Still, as of Wednesday, about two-thirds of Florida's population had yet to receive a COVID vaccine shot, according to state data. And Gov. Ron DeSantis continues to fend off allegations that the wealthy and politically connected have gotten a leg up in the race for protection from the deadly COVID virus, spending the week railing against a critical 60 Minutes report.
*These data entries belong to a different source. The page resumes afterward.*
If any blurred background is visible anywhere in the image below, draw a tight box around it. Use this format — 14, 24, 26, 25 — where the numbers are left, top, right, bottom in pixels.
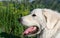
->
0, 0, 60, 38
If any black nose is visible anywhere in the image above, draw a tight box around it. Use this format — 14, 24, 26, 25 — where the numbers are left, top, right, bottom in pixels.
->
18, 18, 22, 22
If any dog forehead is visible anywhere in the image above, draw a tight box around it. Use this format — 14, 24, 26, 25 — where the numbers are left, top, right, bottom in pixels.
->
31, 9, 42, 14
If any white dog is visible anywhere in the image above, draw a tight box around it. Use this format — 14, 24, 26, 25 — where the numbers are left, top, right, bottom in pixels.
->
20, 9, 60, 38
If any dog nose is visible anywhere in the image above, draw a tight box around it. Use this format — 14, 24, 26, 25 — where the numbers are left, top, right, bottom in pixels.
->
18, 18, 22, 22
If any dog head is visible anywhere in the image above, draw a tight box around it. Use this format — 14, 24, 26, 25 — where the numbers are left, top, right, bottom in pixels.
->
19, 9, 58, 36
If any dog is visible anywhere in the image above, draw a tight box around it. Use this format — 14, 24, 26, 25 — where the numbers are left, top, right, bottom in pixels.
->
19, 8, 60, 38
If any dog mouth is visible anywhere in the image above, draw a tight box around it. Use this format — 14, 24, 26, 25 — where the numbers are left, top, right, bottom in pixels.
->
23, 26, 39, 35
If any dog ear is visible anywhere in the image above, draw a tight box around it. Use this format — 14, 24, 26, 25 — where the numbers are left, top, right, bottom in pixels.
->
43, 9, 58, 29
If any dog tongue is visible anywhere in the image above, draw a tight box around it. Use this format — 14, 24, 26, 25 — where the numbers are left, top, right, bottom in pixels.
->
23, 26, 37, 35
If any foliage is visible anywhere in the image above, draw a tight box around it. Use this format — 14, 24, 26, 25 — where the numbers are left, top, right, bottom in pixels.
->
0, 0, 60, 38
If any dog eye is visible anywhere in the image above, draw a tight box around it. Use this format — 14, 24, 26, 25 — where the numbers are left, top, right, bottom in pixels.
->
32, 14, 36, 16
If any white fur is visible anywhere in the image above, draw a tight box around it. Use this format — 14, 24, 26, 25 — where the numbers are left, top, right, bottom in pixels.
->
22, 9, 60, 38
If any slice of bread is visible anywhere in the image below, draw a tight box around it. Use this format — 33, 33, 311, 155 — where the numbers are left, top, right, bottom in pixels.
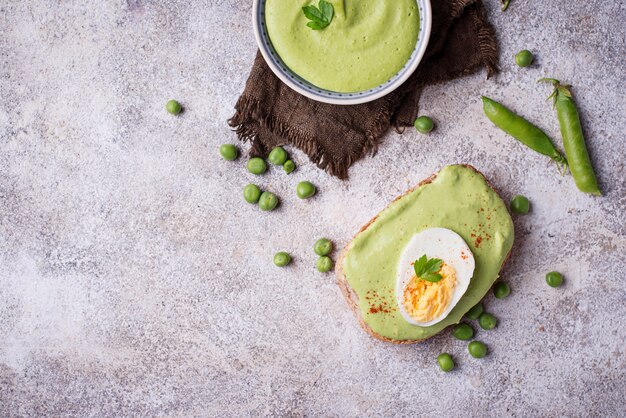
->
335, 164, 511, 344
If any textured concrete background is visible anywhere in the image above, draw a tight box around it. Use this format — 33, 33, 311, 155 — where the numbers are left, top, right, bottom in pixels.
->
0, 0, 626, 417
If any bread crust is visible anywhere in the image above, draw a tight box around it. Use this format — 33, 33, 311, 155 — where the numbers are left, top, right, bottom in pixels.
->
335, 164, 511, 344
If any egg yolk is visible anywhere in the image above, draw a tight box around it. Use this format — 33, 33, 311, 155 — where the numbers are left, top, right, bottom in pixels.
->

But with some municipalities getting approved to distribute vaccines after months of waiting — and millions of Floridians not yet vaccinated — the question of whether local officials can cut off outsiders from accessing their doses is only becoming more relevant.
John Pate, the city manager in Opa-locka — which is one of Miami-Dade's poorest cities and had one of its lowest vaccination rates as of late January — said the city applied for a closed POD about a month ago and has yet to be approved. A state-sponsored walk-up site opened in the city in late March, providing about 200 shots a day to any eligible Floridian.
Limiting vaccines to Opa-locka residents "wasn't even a thought of ours," Pate said. "I wouldn't believe they would allow us ... I don't think we were trying to restrict vaccinations from anybody."
This isn't the first time a move by Golden Beach to restrict access to services has raised questions.
The town, which consists entirely of single-family homes and no commercial businesses, has long considered its public beach closed to non-residents. And a year ago, as COVID-19 spread through South Florida, the town temporarily banned visitors from entering and set up a checkpoint.